The information from inputs to a neuron is converted to the size and duration of excitatory and inhibitory graded membrane potentials in the dendrites and soma. Neurons process that information by summation of graded potentials at the trigger zone to determine if an action potential will be fired down the axon. Action potentials, however, are usually the same size and duration for any given neuron, so that the information contained in the graded potentials is instead converted to temporal patterns, or the timing, of action potentials.

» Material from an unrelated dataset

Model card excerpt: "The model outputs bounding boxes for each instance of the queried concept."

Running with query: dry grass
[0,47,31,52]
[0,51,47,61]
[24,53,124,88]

Some neurons, such as the motor neurons that synapse on skeletal muscle, fire few or no action potentials until there are sufficient excitatory inputs, and then the size and duration of depolarization over threshold is converted into the frequency and duration of a series, or train, of action potentials.
Other neurons, such as some in the brain, fire action potentials at a regular rate or in bursts without input because of differences in their leak and/or voltage-gated channels that cause them to spontaneously depolarize to threshold.
Excitatory input causes these neurons to fire action potentials or bursts of action potentials more frequently, and inhibitory input decreases their frequency.
The advantage of this system is that information passed along to the target cells of the neuron can be fine-tuned in either direction with changes in the frequency of action potentials. The different temporal patterns of action potentials are then converted into amounts and temporal patterns of neurotransmitter released at synapses.